SAN DIEGO, CALIFORNIA – A San Diego police officer who was arrested last week on suspicion of domestic battery has been placed on paid administrative duty while the case is investigated, police said Tuesday.

Roel Vincente Tungcab, 39, was taken into custody by sheriff’s deputies Thursday night following a dispute at his home on California Street in Imperial Beach, said sheriff’s Lt. Scott Ybarrondo.

Tungcab called authorities about 5:45 p.m. Thursday and told dispatchers that he had pushed his wife, and that she fell and sustained an unknown injury, Ybarrondo said. He told dispatchers that he was an off-duty San Diego police officer, Ybarrondo said.

Deputies from the Imperial Beach station responded to the home and arrested Tungcab on suspicion of domestic battery. His wife was taken to a hospital. Tungcab was booked into the central jail and later posted bail, Ybarrondo said.

The case has been submitted to the District Attorney’s Office for review.

Tungcab is the second San Diego police officer to be arrested this month.
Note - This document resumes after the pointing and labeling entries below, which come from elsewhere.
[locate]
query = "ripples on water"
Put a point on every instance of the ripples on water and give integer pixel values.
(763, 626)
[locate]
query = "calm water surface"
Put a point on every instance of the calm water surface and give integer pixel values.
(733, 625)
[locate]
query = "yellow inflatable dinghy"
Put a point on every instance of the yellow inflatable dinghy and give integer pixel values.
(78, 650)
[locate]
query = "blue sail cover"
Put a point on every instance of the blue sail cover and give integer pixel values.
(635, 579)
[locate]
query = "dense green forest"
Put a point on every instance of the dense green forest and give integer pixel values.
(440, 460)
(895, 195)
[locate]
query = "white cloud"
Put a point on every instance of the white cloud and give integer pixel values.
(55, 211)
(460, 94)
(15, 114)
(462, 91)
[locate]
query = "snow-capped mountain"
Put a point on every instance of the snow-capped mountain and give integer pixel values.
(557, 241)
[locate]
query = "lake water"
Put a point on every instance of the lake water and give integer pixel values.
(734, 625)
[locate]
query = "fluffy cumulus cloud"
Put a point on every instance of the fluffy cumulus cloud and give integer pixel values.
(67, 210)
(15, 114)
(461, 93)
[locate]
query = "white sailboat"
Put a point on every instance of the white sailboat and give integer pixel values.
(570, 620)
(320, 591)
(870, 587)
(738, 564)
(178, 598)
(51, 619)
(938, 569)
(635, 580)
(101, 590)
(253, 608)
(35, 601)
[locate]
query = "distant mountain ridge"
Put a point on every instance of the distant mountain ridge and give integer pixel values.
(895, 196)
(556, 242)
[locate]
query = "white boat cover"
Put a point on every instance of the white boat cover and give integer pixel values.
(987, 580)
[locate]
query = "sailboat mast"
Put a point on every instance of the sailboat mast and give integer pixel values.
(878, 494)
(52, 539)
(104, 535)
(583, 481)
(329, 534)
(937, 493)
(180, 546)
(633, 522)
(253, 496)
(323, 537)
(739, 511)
On March 11, traffic officer Anthony Arevalos was taken into custody on suspicion of sexual battery, false imprisonment and assault under the color of authority.

Arevalos pleaded not guilty last week to 10 felony counts and is on unpaid suspension while an investigation continues.

A San Diego vice detective, Art Perea, 42, resigned from the department March 4 after being placed on unpaid leave after a college student said he raped her at an El Cajon home. Perea has not been charged, and El Cajon police said the incident continues to be investigated.